C’est la présence des autrices. Elles sont largement majoritaires. Je pense qu’il y a quelques années, il y avait plus de chances que ce soit trois auteurs et pas trois autrices. Donc les choses avancent et c’est pas parce qu’on est sur des mesures drastiques de quotas. C’est simplement parce que leur talent s’impose et qu’on commence à accepter de les lire, à ne pas leur préférer de manière spontanée des auteurs qui sont déjà connus.

Après, sans vouloir tirer les similitudes, parce qu’elles appartiennent à cette zone très très vaste des Caraïbes, il est étonnant de voir qu’elles écrivent toutes avec une très grande précision dans la langue et une conscience transdisciplinaire, parce qu’il y a du cinéma, de l’image. C’est très manifeste dans le texte de Béatrice [Bienville] parce qu’il y a aussi la question du film documentaire [sa pièce est écrite à partir de rushes destinés à un film documentaire] qui est abordée, mais je trouve que ça l’est aussi d’une certaine manière chez Emmelyne [Octavie] dans sa manière très juste de dialoguer [voir notre interview d’Emmelyne Octavie]. Chez Gaëlle, c’est un huis clos qui pourrait très bien être du cinéma de manière bergmanienne. Et puis, il y a des thèmes très politiques : l’histoire, la question de la colonisation. Et puis, des écritures, ça peut paraître slogan, mais résolument modernes, vraiment d’aujourd’hui.

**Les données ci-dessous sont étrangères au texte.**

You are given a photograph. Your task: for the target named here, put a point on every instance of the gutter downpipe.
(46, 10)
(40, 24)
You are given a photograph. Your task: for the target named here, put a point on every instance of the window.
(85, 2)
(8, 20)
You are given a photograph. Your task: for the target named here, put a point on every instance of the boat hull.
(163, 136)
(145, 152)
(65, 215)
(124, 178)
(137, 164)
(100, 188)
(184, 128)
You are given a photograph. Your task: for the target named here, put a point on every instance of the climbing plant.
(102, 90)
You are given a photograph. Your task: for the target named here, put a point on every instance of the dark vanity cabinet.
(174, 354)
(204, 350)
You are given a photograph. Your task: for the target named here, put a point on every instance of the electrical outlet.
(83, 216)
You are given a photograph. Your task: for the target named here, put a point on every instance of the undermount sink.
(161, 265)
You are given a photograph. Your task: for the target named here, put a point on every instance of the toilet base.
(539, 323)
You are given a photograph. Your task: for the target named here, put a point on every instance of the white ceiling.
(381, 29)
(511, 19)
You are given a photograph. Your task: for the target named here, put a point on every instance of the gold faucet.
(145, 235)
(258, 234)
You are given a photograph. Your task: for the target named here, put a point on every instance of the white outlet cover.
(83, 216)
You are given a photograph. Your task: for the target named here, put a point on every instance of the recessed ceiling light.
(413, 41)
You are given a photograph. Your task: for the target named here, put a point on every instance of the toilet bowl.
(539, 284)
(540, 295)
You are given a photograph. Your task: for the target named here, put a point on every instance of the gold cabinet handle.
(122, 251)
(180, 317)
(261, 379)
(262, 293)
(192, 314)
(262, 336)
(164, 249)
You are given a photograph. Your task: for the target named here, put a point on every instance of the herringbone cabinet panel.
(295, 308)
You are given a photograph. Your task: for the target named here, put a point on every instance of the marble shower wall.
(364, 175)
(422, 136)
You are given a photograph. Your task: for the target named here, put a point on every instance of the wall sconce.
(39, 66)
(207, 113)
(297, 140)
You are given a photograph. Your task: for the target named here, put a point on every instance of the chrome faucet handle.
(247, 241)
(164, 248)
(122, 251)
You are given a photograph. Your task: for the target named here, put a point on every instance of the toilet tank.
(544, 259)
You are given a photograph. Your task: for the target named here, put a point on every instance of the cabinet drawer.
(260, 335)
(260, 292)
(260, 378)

Justement, à propos de la langue, le festival est un festival des langues françaises, alors que le français est historiquement la langue de la colonisation. Y aurait-il une place pour des langues minorées comme le créole ?

Pourquoi pas ? Après, c’est une question complexe, qui dépend des géographies.

Par exemple, la question avait été posée par une spectatrice à un auteur togolais, Elemawusi Agbedjidji : « Quel rapport avez-vous avec cette langue du français, puisque vous êtes très critique par rapport à son enseignement dans cette pièce qui s’appelle Transe-maître(s) [une pièce qui critique l’intention coloniale derrière l’enseignement du français] ? » Il a répondu : « J’écris en français, parce que c’est la langue qu’on m’a enseignée. » Il répondait par un état de fait : « Cet héritage colonial est le mien, je suis francophone, je ne me pose pas tellement la question. » Ça, je pense que c’est comme parlera quelqu’un du continent africain.

Pour quelqu’un de Guadeloupe ou de Guyane, ça va être différent, parce qu’ils et elles sont de nationalité française et il y a une coexistence du créole avec la langue française. Donc, le sentiment, je pense, peut être tout autre et, paradoxalement, peut-être plus violent, avec un sentiment de minorité dans sa propre sphère nationale. Donc, moi, j’aime les textes qui intègrent le créole comme le fait Gaëlle par exemple. Évidemment, ils me font signe particulièrement à l’endroit du festival. Je pense aussi aux autres langues minorées du territoire français, même hexagonal, comme le provençal.

A propos de langues minorées, vous avez programmé un poète qui écrit en langue des signes française. Quelle était la réflexion à l’origine de cette décision ?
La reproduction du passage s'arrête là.